Natural language processing support for Pandas dataframes.
Apache License 2.0
217 stars 34 forks source link

Groupby+sum aggregate turns TensorArray into array of arrays #124

Closed frreiss closed 3 years ago

frreiss commented 4 years ago

sum aggregates applied inside a groupby operation produce a TensorArray where the backing array is an array of arrays instead of a single n-dimensional array.

Code to reproduce:

>>> import text_extensions_for_pandas as tp
    import numpy as np
    import pandas as pd

    df = pd.DataFrame({
        "a": ["foo", "bar"],
        "b": tp.TensorArray(np.array([[1, 2], [3, 4]]))
    })
    result = df.groupby("a").aggregate({"b": "sum"})
    print(result["b"].array)

Output:

array([array([3, 4]), array([1, 2])], dtype=object)

Expected output:

array([[3, 4], [1, 2]], dtype=int)
BryanCutler commented 4 years ago

@frreiss I couldn't reproduce. The output I get is a TensorArray and that's what it should be right? There is also a similar test for this already..

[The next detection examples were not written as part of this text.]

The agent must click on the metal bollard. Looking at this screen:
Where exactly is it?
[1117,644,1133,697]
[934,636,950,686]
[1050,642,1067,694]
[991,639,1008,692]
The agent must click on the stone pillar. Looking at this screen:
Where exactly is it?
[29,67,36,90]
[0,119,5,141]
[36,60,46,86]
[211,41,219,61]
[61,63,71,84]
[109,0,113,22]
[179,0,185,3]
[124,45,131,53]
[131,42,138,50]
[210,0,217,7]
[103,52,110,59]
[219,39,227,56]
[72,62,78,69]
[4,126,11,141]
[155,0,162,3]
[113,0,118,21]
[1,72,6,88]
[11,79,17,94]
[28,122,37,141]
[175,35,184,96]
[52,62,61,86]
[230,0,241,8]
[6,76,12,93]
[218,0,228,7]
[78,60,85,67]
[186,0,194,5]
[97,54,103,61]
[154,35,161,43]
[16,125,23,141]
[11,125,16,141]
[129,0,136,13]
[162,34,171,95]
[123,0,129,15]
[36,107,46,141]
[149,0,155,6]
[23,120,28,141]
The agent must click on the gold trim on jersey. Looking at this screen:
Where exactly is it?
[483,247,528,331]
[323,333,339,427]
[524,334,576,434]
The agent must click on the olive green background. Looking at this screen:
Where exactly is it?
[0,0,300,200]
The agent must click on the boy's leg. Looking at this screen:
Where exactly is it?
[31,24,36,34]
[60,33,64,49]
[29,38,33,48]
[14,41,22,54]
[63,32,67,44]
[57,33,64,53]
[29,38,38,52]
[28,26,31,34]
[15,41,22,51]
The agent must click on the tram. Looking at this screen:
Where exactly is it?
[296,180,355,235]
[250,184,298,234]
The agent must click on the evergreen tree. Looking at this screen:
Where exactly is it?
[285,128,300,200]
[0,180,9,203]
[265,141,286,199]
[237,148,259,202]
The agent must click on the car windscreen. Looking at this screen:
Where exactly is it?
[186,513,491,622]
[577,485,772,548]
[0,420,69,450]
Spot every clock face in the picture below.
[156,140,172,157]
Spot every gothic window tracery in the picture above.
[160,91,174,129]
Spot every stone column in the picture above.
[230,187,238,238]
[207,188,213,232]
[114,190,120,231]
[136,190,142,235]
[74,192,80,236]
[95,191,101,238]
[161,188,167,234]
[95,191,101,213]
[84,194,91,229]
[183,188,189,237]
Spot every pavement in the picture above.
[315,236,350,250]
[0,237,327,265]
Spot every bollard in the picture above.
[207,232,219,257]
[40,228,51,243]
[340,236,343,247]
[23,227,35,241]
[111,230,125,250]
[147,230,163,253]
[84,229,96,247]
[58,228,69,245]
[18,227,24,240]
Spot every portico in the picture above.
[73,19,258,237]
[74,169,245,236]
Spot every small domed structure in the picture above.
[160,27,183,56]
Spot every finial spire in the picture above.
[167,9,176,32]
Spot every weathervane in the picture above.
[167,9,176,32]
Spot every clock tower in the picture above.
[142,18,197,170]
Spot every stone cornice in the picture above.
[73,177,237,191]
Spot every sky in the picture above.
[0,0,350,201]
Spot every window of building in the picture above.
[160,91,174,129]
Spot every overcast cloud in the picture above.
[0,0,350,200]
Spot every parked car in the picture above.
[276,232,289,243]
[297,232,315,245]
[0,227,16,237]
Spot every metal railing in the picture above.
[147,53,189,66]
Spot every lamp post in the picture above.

In [7]: df = pd.DataFrame({ 
   ...:             "a": ["foo", "bar"], 
   ...:             "b": tp.TensorArray(np.array([[1, 2], [3, 4]])) 
   ...: }) 
   ...: result = df.groupby("a").aggregate({"b": "sum"}) 
   ...: result["b"]                                                                                                          
Out[7]: 
a
bar    [3 4]
foo    [1 2]
Name: b, dtype: TensorDtype
BryanCutler commented 4 years ago

I wonder if it had something to do with some recent changes, would you mind trying it again?

frreiss commented 3 years ago

Tried again. The bug is still there. One note though: The last line of the repro script should read:

print(repr(result["b"].array))

(calling __repr__ instead of __str__ to get output that lists the dtype of the array).

BryanCutler commented 3 years ago

Ok, I'll take another look

BryanCutler commented 3 years ago

Oh yeah, I can reproduce now. I should have looked at it closer. Thanks for note, fixing it now.